Chitwood’s complaint asserts violations of the Securities Exchange Act of 1934 and violations of various generally acceptable accounting practice (GAAP) and industry rules. Specifically, the complaint charges the defendants with “issuing materially false and misleading statements regarding El Paso’s financial results and reported reserves,” and as a result of their conduct, “El Paso was able to inflate its stock price, maintain its credit rating, and maintain its status in the energy industry as a leader.”

According to a statement by Chitwood, “the magnitude of the writedown of the reserves shocked the market and, quoting one analyst, ‘suggests to us that prior management had significantly overstated the productive capacity of the company’s gas reserves.’ Another analyst is quoted as alleging that El Paso had ‘prematurely booked’ certain reserves before securing necessary permission to develop the assets.”

Another class action lawsuit, filed Friday by New York-based Fruchter & Twersky LLP, also was filed in Texas’s southern district court (No. 04-632). It alleges that the defendants violated Sections 10(b) and 20(a) of the Securities Exchange Act of 1934, and Rule 10b-5, “by issuing a series of material misrepresentations to the market” in a period between 2000 and Feb. 17 “thereby artificially inflating the price of El Paso securities.”

Specifically, Fruchter’s lawsuit alleges that the defendants “caused El Paso to report in its public filings, press releases and other public statements favorable financial results by, among other things, artificially inflating the company’s reported reserves as it relates to oil and natural gas.” It alleges that among other things, the “defendants failed to disclose that the company’s estimates were based on improperly manipulated reported reserve estimates that deviated from industry standards and resulted in a knowingly false high estimate of reported reserves.”

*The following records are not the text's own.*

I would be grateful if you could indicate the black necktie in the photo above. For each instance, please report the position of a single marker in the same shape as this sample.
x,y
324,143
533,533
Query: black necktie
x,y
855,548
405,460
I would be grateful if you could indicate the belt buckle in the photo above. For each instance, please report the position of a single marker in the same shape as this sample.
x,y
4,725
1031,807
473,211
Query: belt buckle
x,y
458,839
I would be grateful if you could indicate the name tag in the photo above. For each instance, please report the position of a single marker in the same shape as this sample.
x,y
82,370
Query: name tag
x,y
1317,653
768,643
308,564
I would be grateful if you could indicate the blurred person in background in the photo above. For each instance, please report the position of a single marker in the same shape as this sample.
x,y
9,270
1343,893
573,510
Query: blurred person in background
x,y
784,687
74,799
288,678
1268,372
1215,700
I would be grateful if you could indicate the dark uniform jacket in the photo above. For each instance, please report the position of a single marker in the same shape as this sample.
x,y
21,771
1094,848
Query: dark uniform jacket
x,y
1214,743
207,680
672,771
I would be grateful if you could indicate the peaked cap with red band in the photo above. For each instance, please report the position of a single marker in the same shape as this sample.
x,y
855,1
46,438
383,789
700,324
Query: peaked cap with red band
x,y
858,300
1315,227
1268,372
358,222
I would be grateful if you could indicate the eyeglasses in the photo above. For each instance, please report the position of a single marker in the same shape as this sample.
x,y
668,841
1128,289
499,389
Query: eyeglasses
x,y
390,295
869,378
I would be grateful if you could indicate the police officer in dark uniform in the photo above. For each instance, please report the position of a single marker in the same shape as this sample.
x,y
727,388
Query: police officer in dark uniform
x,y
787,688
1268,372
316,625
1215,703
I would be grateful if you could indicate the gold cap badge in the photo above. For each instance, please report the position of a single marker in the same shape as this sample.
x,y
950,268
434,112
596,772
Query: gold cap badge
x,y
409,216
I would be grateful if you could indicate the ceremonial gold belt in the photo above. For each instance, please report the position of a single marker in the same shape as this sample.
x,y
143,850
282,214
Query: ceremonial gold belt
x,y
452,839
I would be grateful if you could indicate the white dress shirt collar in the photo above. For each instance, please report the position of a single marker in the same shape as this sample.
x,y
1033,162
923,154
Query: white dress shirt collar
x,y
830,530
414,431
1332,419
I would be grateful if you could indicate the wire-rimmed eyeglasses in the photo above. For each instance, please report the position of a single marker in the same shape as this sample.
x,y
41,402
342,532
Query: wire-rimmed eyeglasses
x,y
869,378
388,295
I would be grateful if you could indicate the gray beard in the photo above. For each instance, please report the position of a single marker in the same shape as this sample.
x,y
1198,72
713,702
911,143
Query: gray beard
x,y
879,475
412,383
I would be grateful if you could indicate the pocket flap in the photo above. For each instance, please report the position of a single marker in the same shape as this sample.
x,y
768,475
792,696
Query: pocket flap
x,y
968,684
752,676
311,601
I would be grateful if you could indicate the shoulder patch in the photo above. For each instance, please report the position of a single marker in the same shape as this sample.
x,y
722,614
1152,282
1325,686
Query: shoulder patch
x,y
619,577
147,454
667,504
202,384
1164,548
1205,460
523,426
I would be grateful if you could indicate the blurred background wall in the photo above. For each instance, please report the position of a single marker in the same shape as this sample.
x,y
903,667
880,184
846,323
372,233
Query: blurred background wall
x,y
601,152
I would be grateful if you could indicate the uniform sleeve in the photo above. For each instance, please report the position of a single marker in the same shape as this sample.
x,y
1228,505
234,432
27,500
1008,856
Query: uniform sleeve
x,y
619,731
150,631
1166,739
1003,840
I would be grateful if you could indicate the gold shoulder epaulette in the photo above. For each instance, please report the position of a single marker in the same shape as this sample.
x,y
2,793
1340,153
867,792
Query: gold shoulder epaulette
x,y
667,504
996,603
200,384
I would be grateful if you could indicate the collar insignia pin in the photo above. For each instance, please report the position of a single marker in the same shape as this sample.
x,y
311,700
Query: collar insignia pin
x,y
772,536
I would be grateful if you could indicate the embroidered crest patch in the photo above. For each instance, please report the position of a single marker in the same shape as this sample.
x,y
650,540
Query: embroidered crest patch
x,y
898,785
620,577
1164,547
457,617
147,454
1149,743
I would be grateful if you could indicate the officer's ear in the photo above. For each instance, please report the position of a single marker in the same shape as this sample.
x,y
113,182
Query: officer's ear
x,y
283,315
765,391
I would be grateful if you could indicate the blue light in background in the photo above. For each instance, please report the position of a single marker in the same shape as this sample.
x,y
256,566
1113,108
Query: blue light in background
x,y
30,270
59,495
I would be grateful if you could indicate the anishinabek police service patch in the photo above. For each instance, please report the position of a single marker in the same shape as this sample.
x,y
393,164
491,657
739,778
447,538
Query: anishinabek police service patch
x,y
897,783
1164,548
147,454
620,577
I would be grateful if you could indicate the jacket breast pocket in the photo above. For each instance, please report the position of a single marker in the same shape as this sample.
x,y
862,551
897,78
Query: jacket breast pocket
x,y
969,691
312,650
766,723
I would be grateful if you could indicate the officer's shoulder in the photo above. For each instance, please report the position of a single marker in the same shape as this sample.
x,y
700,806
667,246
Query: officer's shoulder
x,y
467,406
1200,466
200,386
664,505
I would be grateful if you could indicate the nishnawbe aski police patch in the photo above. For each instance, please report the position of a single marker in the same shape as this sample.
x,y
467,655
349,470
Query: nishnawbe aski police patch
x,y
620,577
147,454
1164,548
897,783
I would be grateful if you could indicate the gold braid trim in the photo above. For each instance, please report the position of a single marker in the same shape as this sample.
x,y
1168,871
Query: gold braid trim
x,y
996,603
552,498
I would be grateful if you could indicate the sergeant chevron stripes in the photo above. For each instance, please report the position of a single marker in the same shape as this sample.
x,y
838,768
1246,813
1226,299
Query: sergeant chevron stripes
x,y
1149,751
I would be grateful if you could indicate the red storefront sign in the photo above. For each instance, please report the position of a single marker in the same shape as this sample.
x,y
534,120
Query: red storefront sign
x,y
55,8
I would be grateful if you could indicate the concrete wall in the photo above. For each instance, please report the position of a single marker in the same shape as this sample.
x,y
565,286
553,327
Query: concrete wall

El Paso has contacted the Securities and Exchange Commission (SEC) about the reserve changes and it has hired an outside law firm to investigate the inflated reports. However, Rodney D. Erskine, who was president of El Paso Production Co. during the period in question, resigned last November (see Daily GPI, Nov. 17, 2003). Lisa A. Stewart, an Apache Corp. veteran, was hired as president of El Paso’s production and non-regulated operations and took over Feb. 1 (see Daily GPI, Jan. 13).

UBS analyst Ronald Barone said in a research note that he found it “interesting” that El Paso was apparently blaming the revision and ceiling test charges on its merger with The Coastal Corp. two years ago (see Daily GPI, Feb. 1, 2001). Erskine had worked for Coastal until the merger when he joined El Paso.

In its last regulatory filing before the El Paso merger was completed, Coastal stated in its year-end 2000 SEC filing that for the sixth consecutive year it had added proved reserves “that were more than triple our production volumes.” In the filing, Coastal reported proved natural gas reserves of 4.2 Tcfe, about 21% higher than in 1999.